Justisia No 1, Mersam, Batang Hari, Provinsi Jambi;
b. Hutan budidaya area lahan gambut yang berlokasi di Kecamatan
Sungai Manau, Kabupaten Merangin, Provinsi Jambi, seluas seluas
20.00 ha (dua puluh ribu hektar) hektar. Sesuai dengan Keputusan
Bupati Merangin No.
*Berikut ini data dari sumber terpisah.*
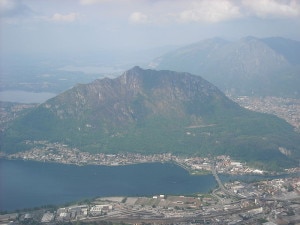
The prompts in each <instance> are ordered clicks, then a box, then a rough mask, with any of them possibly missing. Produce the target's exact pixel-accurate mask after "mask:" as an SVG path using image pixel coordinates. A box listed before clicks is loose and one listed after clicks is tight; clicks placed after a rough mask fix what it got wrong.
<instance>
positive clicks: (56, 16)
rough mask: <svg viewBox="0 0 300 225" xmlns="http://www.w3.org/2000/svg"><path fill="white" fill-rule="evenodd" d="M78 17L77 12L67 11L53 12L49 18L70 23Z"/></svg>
mask: <svg viewBox="0 0 300 225" xmlns="http://www.w3.org/2000/svg"><path fill="white" fill-rule="evenodd" d="M78 17H79V14H78V13H69V14H60V13H55V14H54V15H53V16H52V17H51V18H50V21H54V22H66V23H71V22H74V21H75V20H77V19H78Z"/></svg>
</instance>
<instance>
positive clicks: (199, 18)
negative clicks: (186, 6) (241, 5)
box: [179, 0, 242, 23]
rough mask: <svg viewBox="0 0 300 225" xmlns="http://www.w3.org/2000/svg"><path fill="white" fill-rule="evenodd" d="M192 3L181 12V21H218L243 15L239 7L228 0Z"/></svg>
mask: <svg viewBox="0 0 300 225" xmlns="http://www.w3.org/2000/svg"><path fill="white" fill-rule="evenodd" d="M192 5H193V7H192V8H191V9H187V10H184V11H182V12H181V13H180V14H179V20H180V21H182V22H211V23H217V22H221V21H224V20H230V19H235V18H238V17H241V16H242V14H241V13H240V9H239V7H238V6H237V5H234V4H233V2H232V1H228V0H203V1H198V2H194V3H193V4H192Z"/></svg>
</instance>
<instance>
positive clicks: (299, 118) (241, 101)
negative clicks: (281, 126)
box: [233, 96, 300, 130]
mask: <svg viewBox="0 0 300 225" xmlns="http://www.w3.org/2000/svg"><path fill="white" fill-rule="evenodd" d="M233 100H234V101H236V102H237V103H239V104H240V105H241V106H243V107H245V108H247V109H250V110H253V111H257V112H262V113H269V114H274V115H276V116H278V117H280V118H282V119H284V120H286V121H287V122H288V123H290V124H291V125H292V126H294V127H295V128H296V129H297V130H300V100H299V99H292V98H279V97H271V96H269V97H250V96H240V97H236V98H234V99H233Z"/></svg>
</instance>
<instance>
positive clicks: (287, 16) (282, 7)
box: [242, 0, 300, 18]
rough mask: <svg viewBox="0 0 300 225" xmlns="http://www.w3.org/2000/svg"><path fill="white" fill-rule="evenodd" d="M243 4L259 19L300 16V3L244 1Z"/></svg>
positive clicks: (264, 0) (265, 1)
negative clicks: (260, 17)
mask: <svg viewBox="0 0 300 225" xmlns="http://www.w3.org/2000/svg"><path fill="white" fill-rule="evenodd" d="M242 4H243V5H244V6H245V7H247V8H248V10H250V12H252V13H254V14H255V15H256V16H258V17H262V18H266V17H297V16H300V1H296V0H288V1H276V0H243V2H242Z"/></svg>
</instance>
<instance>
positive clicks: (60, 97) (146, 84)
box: [42, 67, 237, 124]
mask: <svg viewBox="0 0 300 225" xmlns="http://www.w3.org/2000/svg"><path fill="white" fill-rule="evenodd" d="M210 101H214V104H215V106H213V107H217V106H219V105H223V106H226V105H228V107H233V108H237V106H236V105H235V104H234V103H233V102H231V101H229V100H228V99H227V98H226V97H225V96H224V94H223V93H222V92H220V91H219V90H218V89H217V88H216V87H215V86H213V85H212V84H210V83H208V82H207V81H205V80H203V79H202V78H201V77H199V76H193V75H190V74H187V73H176V72H171V71H153V70H143V69H141V68H139V67H134V68H133V69H131V70H129V71H127V72H125V73H124V74H123V75H122V76H120V77H119V78H117V79H108V78H105V79H103V80H96V81H95V82H93V83H90V84H87V85H79V86H77V87H75V88H73V89H72V90H70V91H67V92H65V93H63V94H61V95H59V96H57V97H56V98H54V99H52V100H50V101H48V102H46V103H45V104H43V105H42V107H45V108H47V109H49V110H50V111H52V112H53V113H55V115H57V116H58V117H59V118H60V119H64V118H68V117H75V118H78V119H83V118H85V119H87V118H86V117H87V116H88V117H89V119H90V120H91V121H93V120H96V119H100V120H102V119H105V120H107V121H110V122H111V123H116V124H118V123H121V124H123V123H131V122H134V121H136V120H138V119H145V118H146V117H147V115H160V116H182V117H183V116H185V115H186V114H197V116H202V115H201V114H204V115H205V112H206V111H208V110H209V107H212V106H211V104H210V103H209V104H205V103H206V102H210ZM196 102H197V103H199V105H201V107H198V110H197V111H194V112H193V111H192V110H189V108H188V105H189V104H192V103H196ZM202 103H203V104H202ZM211 110H213V109H211ZM214 113H218V112H217V110H216V111H214Z"/></svg>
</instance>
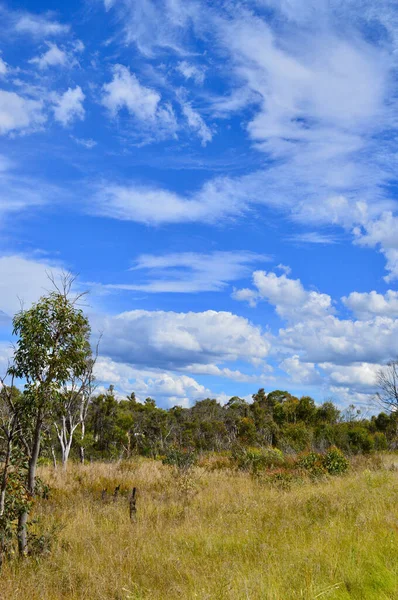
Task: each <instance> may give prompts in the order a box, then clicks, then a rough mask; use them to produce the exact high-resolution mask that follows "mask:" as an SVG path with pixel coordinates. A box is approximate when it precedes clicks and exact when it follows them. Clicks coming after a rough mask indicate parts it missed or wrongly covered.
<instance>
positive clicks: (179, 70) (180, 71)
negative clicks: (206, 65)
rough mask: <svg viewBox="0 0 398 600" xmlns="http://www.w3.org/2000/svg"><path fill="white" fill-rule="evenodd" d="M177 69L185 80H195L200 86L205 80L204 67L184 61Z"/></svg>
mask: <svg viewBox="0 0 398 600" xmlns="http://www.w3.org/2000/svg"><path fill="white" fill-rule="evenodd" d="M176 69H177V71H178V72H179V73H181V75H183V76H184V77H185V79H193V81H195V83H198V84H200V85H201V84H202V83H203V82H204V80H205V76H206V70H205V67H203V66H198V65H193V64H191V63H189V62H187V61H186V60H182V61H180V62H179V63H178V64H177V67H176Z"/></svg>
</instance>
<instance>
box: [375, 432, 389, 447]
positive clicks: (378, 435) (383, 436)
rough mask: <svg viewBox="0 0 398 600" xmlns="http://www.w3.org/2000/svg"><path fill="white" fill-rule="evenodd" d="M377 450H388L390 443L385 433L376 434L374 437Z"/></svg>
mask: <svg viewBox="0 0 398 600" xmlns="http://www.w3.org/2000/svg"><path fill="white" fill-rule="evenodd" d="M373 440H374V448H375V450H378V451H380V450H387V449H388V442H387V438H386V436H385V434H384V433H381V432H379V431H378V432H376V433H375V434H374V436H373Z"/></svg>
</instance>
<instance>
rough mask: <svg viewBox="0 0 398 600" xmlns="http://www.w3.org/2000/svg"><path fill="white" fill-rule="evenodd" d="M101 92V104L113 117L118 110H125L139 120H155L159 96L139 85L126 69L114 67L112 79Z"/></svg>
mask: <svg viewBox="0 0 398 600" xmlns="http://www.w3.org/2000/svg"><path fill="white" fill-rule="evenodd" d="M103 91H104V94H103V97H102V104H103V105H104V106H106V108H107V109H108V110H109V111H110V112H111V114H112V115H113V116H114V117H115V116H116V115H117V113H118V112H119V111H120V110H122V109H123V108H126V109H127V110H128V112H129V113H130V114H132V115H134V116H135V117H136V118H137V119H139V120H142V121H148V120H149V121H153V120H155V118H156V114H157V110H158V106H159V103H160V100H161V96H160V94H158V92H156V91H155V90H152V89H151V88H147V87H145V86H143V85H141V84H140V82H139V81H138V79H137V77H136V76H135V75H134V73H130V70H129V69H128V68H127V67H124V66H123V65H115V66H114V67H113V79H112V81H111V82H110V83H106V84H105V85H104V86H103Z"/></svg>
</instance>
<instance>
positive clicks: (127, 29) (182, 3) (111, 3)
mask: <svg viewBox="0 0 398 600" xmlns="http://www.w3.org/2000/svg"><path fill="white" fill-rule="evenodd" d="M104 4H105V9H106V10H109V9H110V8H113V7H114V8H115V10H116V14H117V16H118V17H119V22H120V24H121V29H122V38H123V41H124V42H125V43H126V44H135V45H136V46H137V48H138V50H139V51H140V52H141V53H142V54H143V55H145V56H148V57H151V56H154V55H155V54H156V53H157V52H158V51H159V50H163V51H172V52H176V53H177V54H179V55H184V54H186V50H185V47H184V46H185V42H186V31H187V28H188V27H189V26H190V25H191V24H192V22H193V19H194V18H195V16H196V15H199V14H200V11H201V7H200V6H199V5H198V4H196V2H191V1H190V0H161V1H160V2H157V1H156V0H141V1H140V2H131V1H130V0H118V1H117V2H116V1H115V0H104Z"/></svg>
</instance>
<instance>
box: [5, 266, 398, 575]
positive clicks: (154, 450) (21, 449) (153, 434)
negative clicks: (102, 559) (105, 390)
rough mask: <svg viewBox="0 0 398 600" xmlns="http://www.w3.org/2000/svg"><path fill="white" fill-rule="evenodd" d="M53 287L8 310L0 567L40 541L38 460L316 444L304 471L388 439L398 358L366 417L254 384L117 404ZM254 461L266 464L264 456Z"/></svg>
mask: <svg viewBox="0 0 398 600" xmlns="http://www.w3.org/2000/svg"><path fill="white" fill-rule="evenodd" d="M52 283H53V284H54V290H53V291H51V292H49V293H48V294H47V295H45V296H43V297H42V298H40V300H39V301H38V302H37V303H35V304H33V305H32V306H31V307H30V308H29V309H28V310H24V309H23V308H22V309H21V311H20V312H19V313H17V314H16V315H15V316H14V319H13V334H14V336H15V337H16V340H17V341H16V343H15V346H14V353H13V357H12V359H11V360H10V364H9V366H8V368H7V370H6V373H5V374H4V376H3V377H1V376H0V567H1V563H2V560H3V558H4V557H5V556H6V557H7V556H11V555H12V553H13V544H14V543H15V539H16V540H17V544H18V550H19V554H20V555H21V556H27V555H29V553H31V552H32V548H33V547H34V544H35V543H36V541H37V540H36V537H35V534H34V533H33V534H32V533H31V532H30V529H29V515H30V512H31V510H32V507H33V505H34V501H35V497H37V496H38V495H41V494H46V493H47V492H46V487H45V486H44V485H43V484H42V482H41V481H40V478H39V477H38V474H37V467H38V464H39V459H40V458H41V459H47V460H53V461H54V463H55V465H57V463H58V462H59V459H60V460H61V462H62V464H63V466H64V467H66V466H67V463H68V460H69V458H70V457H71V456H73V457H74V458H76V459H79V460H80V461H81V462H84V461H85V460H112V459H119V458H129V457H130V456H132V455H134V454H139V455H144V456H148V457H153V458H157V457H163V458H164V459H165V460H167V459H168V455H169V457H170V454H173V452H174V455H175V456H177V455H178V452H179V451H182V453H183V454H185V456H188V458H189V457H190V456H193V455H194V454H195V455H197V454H198V453H200V452H205V451H225V450H231V455H234V456H235V457H237V458H238V462H239V460H240V459H239V456H240V457H242V453H240V450H242V449H243V450H244V451H243V458H244V461H245V460H246V459H247V457H248V456H249V454H250V452H251V454H250V455H251V456H252V458H253V461H254V463H256V464H257V463H258V449H264V448H265V449H266V452H268V454H269V453H270V452H271V453H272V452H273V453H274V454H273V455H272V461H274V458H275V457H274V455H275V453H276V454H278V452H279V451H281V452H282V453H283V455H287V454H297V453H300V452H302V451H304V450H315V453H314V452H313V453H312V455H311V456H310V457H309V458H308V457H307V458H306V459H305V460H306V461H307V462H308V460H309V461H310V463H311V468H312V470H313V469H314V468H315V469H318V470H319V469H320V470H321V472H323V471H324V470H325V469H326V471H327V472H329V473H330V472H333V470H336V468H337V467H336V465H337V463H339V462H340V463H341V457H340V456H339V455H338V453H339V450H338V449H340V450H341V451H342V452H344V453H346V454H353V453H360V452H362V453H367V452H371V451H372V450H384V449H387V448H388V447H394V446H395V443H396V441H395V440H396V433H397V427H398V419H397V415H398V411H397V410H396V408H397V407H398V390H397V386H396V381H397V379H398V362H394V363H391V364H390V365H389V366H388V369H387V370H385V371H384V372H383V374H382V375H381V376H380V379H379V384H380V390H381V392H380V394H379V397H380V400H381V402H382V404H383V405H384V406H386V407H387V408H388V409H389V411H390V413H389V415H390V416H389V415H387V414H384V413H381V414H379V415H378V416H377V417H372V418H371V419H366V418H363V417H362V415H361V414H360V412H359V411H356V410H355V408H353V407H350V408H349V409H347V410H346V411H344V412H343V413H340V411H339V409H338V408H337V407H336V406H335V405H334V404H333V403H332V402H325V403H323V404H322V405H321V406H316V404H315V402H314V400H313V399H312V398H310V397H309V396H303V397H302V398H300V399H299V398H296V397H295V396H292V395H291V394H289V393H288V392H284V391H280V390H276V391H274V392H271V393H269V394H266V393H265V391H264V389H260V390H259V391H258V392H257V393H256V394H254V395H253V398H252V402H250V403H248V402H246V401H245V400H244V399H242V398H239V397H237V396H234V397H233V398H231V399H230V400H229V402H227V403H226V404H225V405H224V406H221V405H220V404H219V403H218V402H217V401H216V400H214V399H210V398H206V399H205V400H202V401H200V402H196V404H195V405H194V406H193V407H191V408H182V407H178V406H175V407H174V408H171V409H169V410H164V409H162V408H159V407H157V406H156V402H155V400H153V399H152V398H147V399H146V400H145V402H143V403H141V402H138V401H137V399H136V397H135V395H134V393H132V394H131V395H130V396H129V397H127V398H126V399H125V400H121V401H118V400H117V398H116V397H115V394H114V390H113V387H112V386H111V387H110V388H109V390H108V391H107V392H106V393H103V394H96V393H95V381H94V367H95V362H96V358H97V355H98V348H97V349H96V352H94V353H93V351H92V345H91V343H90V334H91V328H90V323H89V321H88V319H87V317H86V316H85V315H84V313H83V311H82V309H81V308H80V306H79V301H80V298H81V295H77V296H76V295H74V294H73V290H72V286H73V278H72V277H71V276H68V275H65V276H64V278H63V279H61V282H60V284H57V282H55V281H54V280H52ZM333 446H336V447H337V449H336V448H332V447H333ZM270 447H272V448H274V449H275V450H273V451H271V450H269V448H270ZM329 448H331V450H330V452H329V453H328V452H326V451H327V450H328V449H329ZM245 449H247V451H246V450H245ZM252 449H254V450H255V452H252ZM249 450H250V451H249ZM256 452H257V454H256ZM317 452H318V453H319V452H321V453H322V454H317ZM330 453H332V454H330ZM336 453H337V454H336ZM279 454H281V453H279ZM310 454H311V453H310ZM328 455H329V458H328ZM260 458H261V461H262V462H263V463H264V461H265V459H266V456H265V455H264V456H263V454H262V455H261V457H260ZM329 459H330V460H329ZM299 460H300V458H299ZM325 460H326V463H325ZM244 461H243V462H244ZM253 461H252V462H253ZM261 461H260V462H261ZM327 461H329V462H330V464H327ZM265 462H266V461H265ZM318 462H319V463H322V464H319V465H318ZM324 463H325V464H324ZM341 464H343V463H341ZM343 466H344V464H343ZM307 467H308V464H307ZM340 471H341V469H340Z"/></svg>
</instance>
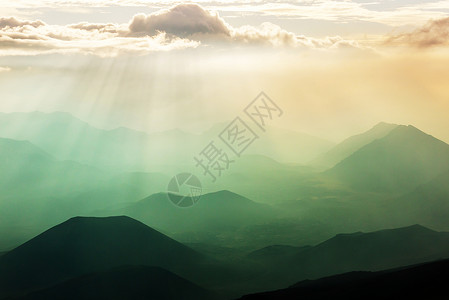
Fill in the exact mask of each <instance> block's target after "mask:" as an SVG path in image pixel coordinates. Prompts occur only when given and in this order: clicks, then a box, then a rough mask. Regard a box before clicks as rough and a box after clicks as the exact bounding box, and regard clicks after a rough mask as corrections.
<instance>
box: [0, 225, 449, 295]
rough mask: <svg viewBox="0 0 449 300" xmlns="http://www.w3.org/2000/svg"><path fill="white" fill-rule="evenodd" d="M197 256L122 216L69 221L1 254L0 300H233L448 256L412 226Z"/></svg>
mask: <svg viewBox="0 0 449 300" xmlns="http://www.w3.org/2000/svg"><path fill="white" fill-rule="evenodd" d="M201 248H202V247H197V248H196V249H197V250H193V249H192V248H190V247H187V246H185V245H183V244H181V243H179V242H177V241H175V240H173V239H171V238H169V237H167V236H165V235H163V234H161V233H160V232H158V231H155V230H154V229H152V228H150V227H148V226H146V225H144V224H142V223H140V222H138V221H136V220H133V219H131V218H128V217H108V218H86V217H76V218H72V219H70V220H68V221H66V222H64V223H62V224H60V225H57V226H55V227H53V228H51V229H49V230H47V231H46V232H44V233H42V234H40V235H38V236H36V237H35V238H33V239H31V240H30V241H28V242H26V243H24V244H23V245H21V246H19V247H17V248H16V249H14V250H12V251H10V252H8V253H6V254H4V255H2V256H0V299H2V298H5V297H9V298H8V299H50V298H51V299H72V298H73V299H129V298H136V297H137V298H139V297H140V298H142V299H147V298H156V299H179V298H180V294H179V293H182V295H184V298H185V299H215V298H216V296H215V295H216V294H217V293H218V294H221V295H222V296H224V297H226V298H227V299H235V298H237V297H239V296H241V295H243V294H248V293H254V292H258V291H265V290H270V289H277V288H282V287H286V286H289V285H291V284H293V283H295V282H298V281H300V280H302V279H314V278H321V277H324V276H328V275H332V274H337V273H342V272H347V271H375V270H381V269H386V268H392V267H400V266H405V265H409V264H414V263H422V262H426V261H431V260H435V259H439V258H445V257H449V233H443V232H435V231H432V230H429V229H426V228H424V227H421V226H418V225H416V226H411V227H407V228H400V229H393V230H383V231H378V232H372V233H354V234H344V235H337V236H336V237H334V238H332V239H330V240H328V241H325V242H323V243H320V244H318V245H316V246H307V247H292V246H270V247H267V248H264V249H260V250H257V251H255V252H252V253H250V254H249V255H244V254H243V252H242V254H241V257H240V258H239V257H237V256H235V255H234V256H233V257H232V258H231V257H228V258H225V257H223V256H222V255H221V254H220V253H216V255H217V258H213V257H210V256H209V255H206V254H202V250H201ZM206 248H207V247H206ZM208 249H209V250H210V248H208ZM164 289H167V291H165V292H164ZM211 290H212V291H214V292H210V291H211ZM70 297H72V298H70Z"/></svg>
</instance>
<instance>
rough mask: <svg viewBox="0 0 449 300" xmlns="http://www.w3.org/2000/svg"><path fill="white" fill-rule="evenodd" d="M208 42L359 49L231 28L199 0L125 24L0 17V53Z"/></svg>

SK.338/BUP.Mer/2014. Yang dikuasai oleh
TERGUGAT/PT Tucunan Palm, pada hutan tanaman dalam
kawasan usaha perkebunan untuk budidaya area lahan gambut.
9. Menghukum Tergugat untuk membayar biaya perkara; --------------------
10. Menyatakan Putusan ini dapat dijalankan terlebih dahulu meskipun ada
banding atau kasasi atau upaya hukum lainnya (uit voorbaar bij voorrad). --
------------------------------------------------------------------------

Demikian Gugatan ini diajukan, apabila Yang Mulia Majelis Hakim yang
memeriksa perkara ini di Pengadilan Negeri Muara Bulian berpendapat lain
kami mohon putusan yang seadil-adilnya (ex aequo et bono). ------------------

Merangin, 02 Februari 2016


Hormat Kami,
Kuasa Hukum Perwakilan Gugatan Kelompok (Class Action)
Masyarakat Adat Melayu Merangin dan Warga Kabupaten Merangin

Rheza Sitorus, S.H. M.H. Maya Aulia, S.H. M.H.